Why the Pearl Harbor attack, and World War II—and airplanes, for that matter—have played so prominently in my mind, affected me in so many ways, I’ve long wondered. But they have, and do. There is little reason for that. I was never in the war, and no one in my family, close or extended, was ever a pilot or expressed any interest in aviation.
I’ve reflected a lot, in recent years, on why a war I did not fight in, was largely too young to even remember, should have so affected me, all my life. Likewise, my lifelong love of airplanes, and flying.
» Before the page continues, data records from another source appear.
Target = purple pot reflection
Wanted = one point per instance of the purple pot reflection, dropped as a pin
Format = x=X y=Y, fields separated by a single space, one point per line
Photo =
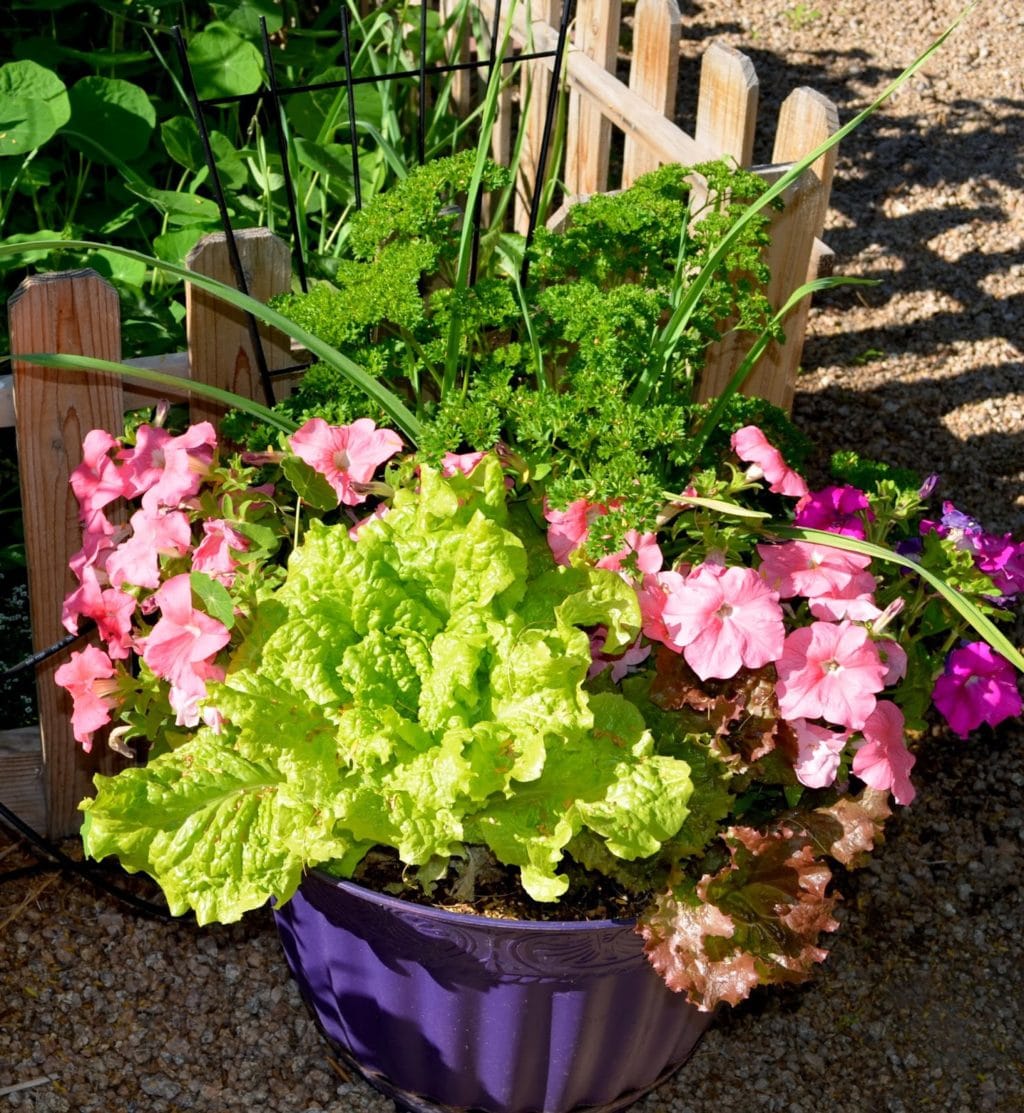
x=448 y=1011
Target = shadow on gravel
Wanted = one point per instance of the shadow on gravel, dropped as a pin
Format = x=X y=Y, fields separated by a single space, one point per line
x=965 y=157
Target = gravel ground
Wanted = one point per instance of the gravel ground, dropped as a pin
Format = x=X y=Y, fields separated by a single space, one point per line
x=918 y=1005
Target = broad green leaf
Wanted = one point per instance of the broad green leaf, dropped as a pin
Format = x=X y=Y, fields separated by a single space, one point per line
x=181 y=208
x=224 y=63
x=110 y=118
x=243 y=16
x=33 y=106
x=180 y=138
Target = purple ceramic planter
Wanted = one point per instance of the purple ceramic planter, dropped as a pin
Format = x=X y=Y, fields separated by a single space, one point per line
x=444 y=1011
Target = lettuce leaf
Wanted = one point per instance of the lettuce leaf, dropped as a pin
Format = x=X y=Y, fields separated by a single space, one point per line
x=422 y=687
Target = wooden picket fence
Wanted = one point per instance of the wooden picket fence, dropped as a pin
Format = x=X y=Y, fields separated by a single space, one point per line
x=43 y=775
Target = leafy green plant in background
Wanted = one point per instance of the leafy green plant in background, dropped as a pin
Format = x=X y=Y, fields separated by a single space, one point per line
x=98 y=139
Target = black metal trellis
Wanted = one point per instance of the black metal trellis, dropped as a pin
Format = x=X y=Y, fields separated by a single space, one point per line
x=274 y=95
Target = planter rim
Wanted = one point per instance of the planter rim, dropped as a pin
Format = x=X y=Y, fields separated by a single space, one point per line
x=446 y=916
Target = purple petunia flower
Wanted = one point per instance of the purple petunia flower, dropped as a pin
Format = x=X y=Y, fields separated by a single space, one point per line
x=978 y=686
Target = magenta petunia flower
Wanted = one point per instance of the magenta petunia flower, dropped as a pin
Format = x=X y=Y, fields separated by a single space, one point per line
x=652 y=593
x=978 y=686
x=836 y=509
x=166 y=470
x=215 y=552
x=345 y=455
x=750 y=444
x=89 y=678
x=724 y=619
x=801 y=568
x=97 y=481
x=829 y=671
x=883 y=760
x=819 y=752
x=136 y=561
x=645 y=550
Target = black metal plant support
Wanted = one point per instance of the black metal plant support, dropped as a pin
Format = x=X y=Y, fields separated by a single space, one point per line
x=274 y=95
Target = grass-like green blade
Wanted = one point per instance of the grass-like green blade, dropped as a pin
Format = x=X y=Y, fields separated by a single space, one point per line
x=372 y=387
x=161 y=378
x=964 y=607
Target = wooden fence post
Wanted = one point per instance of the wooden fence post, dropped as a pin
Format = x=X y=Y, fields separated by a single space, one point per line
x=75 y=313
x=653 y=75
x=219 y=348
x=727 y=104
x=588 y=133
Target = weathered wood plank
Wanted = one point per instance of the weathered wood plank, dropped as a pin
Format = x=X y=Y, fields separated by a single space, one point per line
x=727 y=104
x=75 y=313
x=21 y=782
x=653 y=75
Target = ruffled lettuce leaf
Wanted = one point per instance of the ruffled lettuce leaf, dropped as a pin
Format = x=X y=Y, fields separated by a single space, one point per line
x=422 y=687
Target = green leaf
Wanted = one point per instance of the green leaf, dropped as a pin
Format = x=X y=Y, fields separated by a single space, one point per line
x=215 y=598
x=309 y=485
x=33 y=106
x=224 y=63
x=110 y=119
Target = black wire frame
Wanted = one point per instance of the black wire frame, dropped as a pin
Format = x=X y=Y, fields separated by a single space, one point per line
x=275 y=94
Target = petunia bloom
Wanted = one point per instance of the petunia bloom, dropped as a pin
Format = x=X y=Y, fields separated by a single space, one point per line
x=183 y=638
x=724 y=619
x=883 y=760
x=89 y=678
x=345 y=455
x=166 y=470
x=750 y=444
x=819 y=751
x=829 y=671
x=978 y=686
x=803 y=568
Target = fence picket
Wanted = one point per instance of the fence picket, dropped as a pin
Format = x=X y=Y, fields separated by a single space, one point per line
x=727 y=104
x=653 y=75
x=75 y=313
x=219 y=348
x=588 y=143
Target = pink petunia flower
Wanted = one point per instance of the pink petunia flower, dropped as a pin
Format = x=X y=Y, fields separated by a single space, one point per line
x=801 y=568
x=215 y=552
x=652 y=594
x=90 y=679
x=750 y=444
x=724 y=619
x=345 y=455
x=819 y=752
x=184 y=639
x=97 y=481
x=569 y=529
x=836 y=509
x=829 y=671
x=136 y=561
x=855 y=601
x=883 y=760
x=978 y=686
x=645 y=550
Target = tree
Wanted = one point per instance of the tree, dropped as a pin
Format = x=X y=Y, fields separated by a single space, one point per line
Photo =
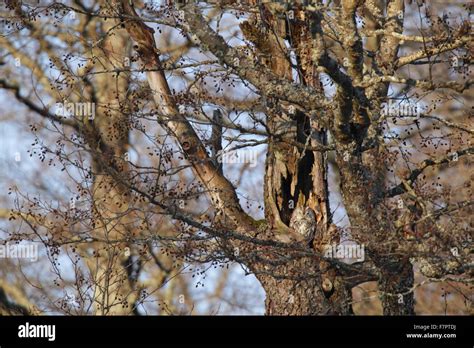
x=349 y=90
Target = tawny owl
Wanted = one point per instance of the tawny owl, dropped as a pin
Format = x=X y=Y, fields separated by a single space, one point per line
x=303 y=221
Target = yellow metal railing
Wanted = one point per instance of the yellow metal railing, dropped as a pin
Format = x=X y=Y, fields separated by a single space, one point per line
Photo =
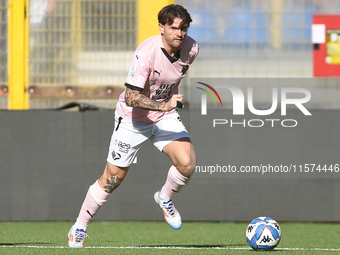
x=17 y=41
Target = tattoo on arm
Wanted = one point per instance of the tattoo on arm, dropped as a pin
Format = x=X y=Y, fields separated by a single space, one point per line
x=112 y=184
x=135 y=99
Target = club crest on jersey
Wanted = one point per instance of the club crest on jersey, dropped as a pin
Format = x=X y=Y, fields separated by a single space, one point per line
x=185 y=69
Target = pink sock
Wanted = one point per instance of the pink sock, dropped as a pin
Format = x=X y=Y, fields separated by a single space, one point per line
x=174 y=182
x=95 y=198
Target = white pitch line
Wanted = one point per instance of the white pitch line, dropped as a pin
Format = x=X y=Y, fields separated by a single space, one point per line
x=166 y=247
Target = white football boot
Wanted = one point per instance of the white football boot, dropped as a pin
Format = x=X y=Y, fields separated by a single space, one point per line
x=76 y=238
x=171 y=215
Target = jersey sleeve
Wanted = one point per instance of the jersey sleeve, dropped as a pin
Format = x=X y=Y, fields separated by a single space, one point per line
x=139 y=71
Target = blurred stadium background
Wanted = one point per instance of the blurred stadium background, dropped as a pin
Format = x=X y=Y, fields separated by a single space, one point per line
x=80 y=50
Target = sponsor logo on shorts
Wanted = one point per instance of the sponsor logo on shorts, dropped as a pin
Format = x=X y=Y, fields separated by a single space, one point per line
x=123 y=147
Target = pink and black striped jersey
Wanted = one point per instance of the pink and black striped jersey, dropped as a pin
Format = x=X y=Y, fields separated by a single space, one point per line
x=157 y=75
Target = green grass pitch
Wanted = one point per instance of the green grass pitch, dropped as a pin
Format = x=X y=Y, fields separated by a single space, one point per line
x=136 y=237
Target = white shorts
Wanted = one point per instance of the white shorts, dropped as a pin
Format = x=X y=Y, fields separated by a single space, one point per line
x=129 y=136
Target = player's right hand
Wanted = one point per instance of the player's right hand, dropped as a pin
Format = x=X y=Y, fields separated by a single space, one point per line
x=172 y=103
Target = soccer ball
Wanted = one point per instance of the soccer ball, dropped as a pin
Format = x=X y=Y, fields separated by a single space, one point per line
x=263 y=233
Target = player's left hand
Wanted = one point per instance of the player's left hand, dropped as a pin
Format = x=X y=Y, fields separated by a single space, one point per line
x=172 y=103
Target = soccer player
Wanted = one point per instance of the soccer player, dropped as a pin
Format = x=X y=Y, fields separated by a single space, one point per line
x=147 y=110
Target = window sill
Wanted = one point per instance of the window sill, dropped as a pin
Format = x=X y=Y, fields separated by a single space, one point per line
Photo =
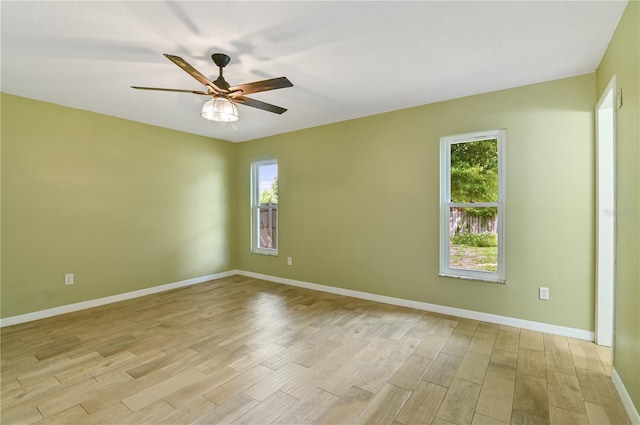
x=272 y=253
x=478 y=279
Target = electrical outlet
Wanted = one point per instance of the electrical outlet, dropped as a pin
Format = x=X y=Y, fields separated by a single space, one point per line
x=544 y=293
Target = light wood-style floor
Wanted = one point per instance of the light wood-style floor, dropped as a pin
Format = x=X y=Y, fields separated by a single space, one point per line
x=245 y=351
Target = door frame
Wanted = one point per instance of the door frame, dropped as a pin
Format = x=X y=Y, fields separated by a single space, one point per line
x=605 y=114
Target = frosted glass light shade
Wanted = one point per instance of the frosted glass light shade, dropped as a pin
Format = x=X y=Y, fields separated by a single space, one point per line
x=219 y=109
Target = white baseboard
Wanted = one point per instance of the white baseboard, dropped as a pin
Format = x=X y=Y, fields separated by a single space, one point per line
x=452 y=311
x=632 y=412
x=42 y=314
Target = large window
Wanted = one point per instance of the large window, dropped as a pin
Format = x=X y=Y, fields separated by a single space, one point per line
x=472 y=205
x=264 y=200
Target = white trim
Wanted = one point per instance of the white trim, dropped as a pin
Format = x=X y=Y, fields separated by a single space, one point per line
x=255 y=209
x=418 y=305
x=632 y=412
x=446 y=204
x=56 y=311
x=605 y=113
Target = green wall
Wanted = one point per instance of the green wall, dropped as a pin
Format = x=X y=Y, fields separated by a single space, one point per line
x=622 y=58
x=359 y=202
x=122 y=205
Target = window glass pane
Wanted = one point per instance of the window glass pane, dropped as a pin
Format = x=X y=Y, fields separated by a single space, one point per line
x=473 y=238
x=268 y=184
x=268 y=217
x=474 y=171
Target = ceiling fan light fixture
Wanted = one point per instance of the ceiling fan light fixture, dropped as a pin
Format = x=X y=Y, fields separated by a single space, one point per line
x=219 y=109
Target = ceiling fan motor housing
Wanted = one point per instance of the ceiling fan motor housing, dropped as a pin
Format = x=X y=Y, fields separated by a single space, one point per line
x=220 y=59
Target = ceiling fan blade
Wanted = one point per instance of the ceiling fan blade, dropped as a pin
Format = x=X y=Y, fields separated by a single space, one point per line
x=174 y=90
x=258 y=86
x=258 y=104
x=193 y=72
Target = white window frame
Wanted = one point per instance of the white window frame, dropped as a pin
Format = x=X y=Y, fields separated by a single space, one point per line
x=255 y=210
x=445 y=205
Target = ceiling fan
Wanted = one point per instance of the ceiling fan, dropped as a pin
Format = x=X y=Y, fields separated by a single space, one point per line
x=221 y=107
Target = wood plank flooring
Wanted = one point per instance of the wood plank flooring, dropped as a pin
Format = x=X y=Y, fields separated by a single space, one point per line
x=244 y=351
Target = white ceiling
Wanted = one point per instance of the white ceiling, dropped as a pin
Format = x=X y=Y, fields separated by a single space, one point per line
x=345 y=59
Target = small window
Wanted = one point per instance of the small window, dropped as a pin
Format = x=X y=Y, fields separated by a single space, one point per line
x=264 y=203
x=472 y=205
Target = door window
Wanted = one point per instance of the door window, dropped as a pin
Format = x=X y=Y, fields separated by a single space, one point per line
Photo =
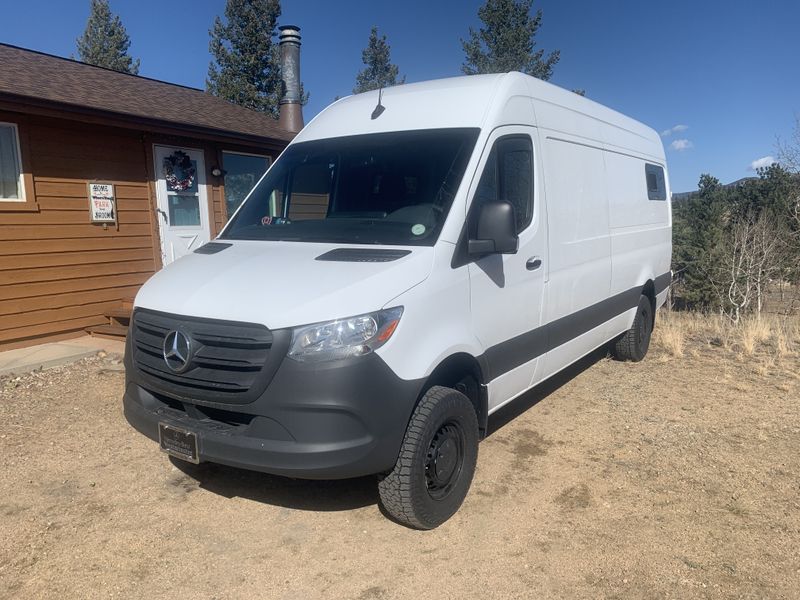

Nature vs. nurture, as determinants to our personalities, has long been argued. But as there was virtually nothing in my “nurturing” to have put those elements in me, I have to look elsewhere.
The Book of Jeremiah states a claim made by God: “…while you were yet in the womb, I knew you. Before you were born I set you apart.” Are those inexplicable elements of who we are thus planted there, while we are “yet in the womb”? And if so, why? Was it in some way part of God’s plan for my life, that I should choke up when a B-17 should perchance fly over me? Or feel that a literal lifelong dream had been fulfilled the day I got to grasp the stick of a P-51 fighter, and for twenty minutes fly that dream?
The first contract for the B-17 was awarded Boeing in 1936. It was born the same year I was. And the P-51 first flew just before Pearl Harbor was attacked. We all started life about the same time. All coincidences, I have to assume.
One reaction to all these things, these elements of my life that have been so much a part of me but that leave me in a perpetual state of wondering, is to simply accept them, and be grateful. Whether God planted them there while I was still in the warm darkness of the womb, or they are the simple good fortune of how my particular genes “just happened” to get turned on, those parts of my nature have brought me countless moments of pleasure in my life. And I’m grateful for that.
One day, not long before Colleen’s mother died, she was in the car with the two of us, as we headed off to do some shopping. I was going on about something that was perplexing me, and after a few moments of enduring it, she said, “Del, you just think too much.” Which perhaps is true. That is another innate part of my nature.
Sometimes I’m grateful for that, too. But in some of my more sacrilegious moments, I’ve also had to wonder if God wasn’t feeling just a tad mischievous, the day he decided to “form me in the womb,” put two rather inexplicable ingredients in my recipe, then threw in one that would cause me a degree of constant perplexity about them both, all my days in the sunshine.